Comparison of OME-Zarr libs #407

will-moore · 2024-11-25T16:57:28Z

Some discussion about potential changes to ome-zarr-py at #402 inspired me to check out other OME-Zarr libs to understand alternative ways of structuring things...

Work in progres....

ngff-zarr

https://github.com/thewtex/ngff-zarr
Testing example at https://ngff-zarr.readthedocs.io/en/latest/quick_start.html

import ngff_zarr as nz
import numpy as np
data = np.random.randint(0, 256, int(1e6)).reshape((1000, 1000))
multiscales = nz.to_multiscales(data)
nz.to_ngff_zarr('example.ome.zarr', multiscales)

Pyramid generation is separate from writing to zarr 👍 Pyramid shapes are (1000,1000) and (500,500).
1 line to generate pyramid, 1 line to write to zarr
We get array at example.ome.zarr/scale0/image/.zarray with example.ome.zarr/scale0/.zattrs for xarray _ARRAY_DIMENSIONS
nz.to_multiscales(image, scale_factors=[2,4,8], chunks=64) generates a Multiscales data object with data as dask delayed pyramid.
Can't pass in e.g. a 4D image with shape (1, 512, 512, 512) since it fails to downsample - trying to downsample all dimensions?
No support for multi-C or multi-T images??
Automatic axes metadata for zyx (all space) no units etc.

pydantic-ome-ngff

https://github.com/janeliascicomp/pydantic-ome-ngff

from pydantic_ome_ngff.v04.multiscale import MultiscaleGroup
from pydantic_ome_ngff.v04.axis import Axis
import numpy as np
import zarr

axes = [
    Axis(name='y', unit='nanometer', type='space'),
    Axis(name='x', unit='nanometer', type='space')
]
arrays = [np.zeros((512, 512)), np.zeros((256, 256))]
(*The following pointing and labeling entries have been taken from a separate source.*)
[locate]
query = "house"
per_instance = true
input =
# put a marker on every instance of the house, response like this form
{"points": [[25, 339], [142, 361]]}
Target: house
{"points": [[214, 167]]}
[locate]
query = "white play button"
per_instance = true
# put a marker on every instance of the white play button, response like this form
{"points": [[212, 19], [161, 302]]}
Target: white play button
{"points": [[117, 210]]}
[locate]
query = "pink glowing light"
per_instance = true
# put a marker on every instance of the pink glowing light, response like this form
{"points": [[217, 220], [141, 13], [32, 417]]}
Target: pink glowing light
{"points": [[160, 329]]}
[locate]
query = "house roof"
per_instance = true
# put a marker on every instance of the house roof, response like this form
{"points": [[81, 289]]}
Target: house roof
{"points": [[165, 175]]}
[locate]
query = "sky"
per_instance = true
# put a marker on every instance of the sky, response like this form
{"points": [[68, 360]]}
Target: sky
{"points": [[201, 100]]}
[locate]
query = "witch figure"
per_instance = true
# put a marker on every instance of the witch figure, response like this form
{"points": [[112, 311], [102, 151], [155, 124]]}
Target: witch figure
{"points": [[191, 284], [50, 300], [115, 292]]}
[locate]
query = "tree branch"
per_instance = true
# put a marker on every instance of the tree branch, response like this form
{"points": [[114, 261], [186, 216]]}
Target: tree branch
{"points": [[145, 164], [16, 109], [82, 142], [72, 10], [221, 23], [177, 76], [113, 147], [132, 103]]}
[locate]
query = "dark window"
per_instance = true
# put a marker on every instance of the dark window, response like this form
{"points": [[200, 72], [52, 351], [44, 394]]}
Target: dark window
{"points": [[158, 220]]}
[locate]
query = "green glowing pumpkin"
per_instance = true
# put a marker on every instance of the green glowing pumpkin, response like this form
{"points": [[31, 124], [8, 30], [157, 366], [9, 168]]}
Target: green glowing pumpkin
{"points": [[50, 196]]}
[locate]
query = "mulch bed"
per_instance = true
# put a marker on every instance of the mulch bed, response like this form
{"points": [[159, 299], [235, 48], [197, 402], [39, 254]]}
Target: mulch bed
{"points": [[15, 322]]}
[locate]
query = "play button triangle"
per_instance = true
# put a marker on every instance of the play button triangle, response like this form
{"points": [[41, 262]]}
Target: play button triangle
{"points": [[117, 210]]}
group_model = MultiscaleGroup.from_arrays(
    axes=axes,
    paths=['s0', 's1'],
    arrays=arrays,
    scales=[ [1.25, 1.25], [2.5, 2.5] ],
    translations=[ [0.0, 0.0], [1.0, 1.0] ],
    chunks=(64, 64),
    compressor=None)

store = zarr.DirectoryStore('min_example2.zarr', dimension_separator='/')
stored_group = group_model.to_zarr(store, path="")
# no data (chunks) has been written to these arrays, you must do that separately.
stored_group['s0'] = arrays[0]
stored_group['s1'] = arrays[1]

We have full control over metadata - e.g. Axis types and downsampling by different factors in various dimensions etc.
No help with actually downsampling arrays - lib just helps with metadata creation & validation
But flexible in how we write the data to arrays. E.g. could do a plane at a time etc.

ome-zarr-py

import numpy as np
import zarr
from ome_zarr.io import parse_url
from ome_zarr.writer import write_image

data = np.random.default_rng(0).poisson(lam=10, size=(10, 256, 256)).astype(np.uint8)
store = parse_url("test_ngff_image.zarr", mode="w").store
root = zarr.group(store=store)
write_image(image=data, group=root, axes="zyx", storage_options=dict(chunks=(1, 64, 64)))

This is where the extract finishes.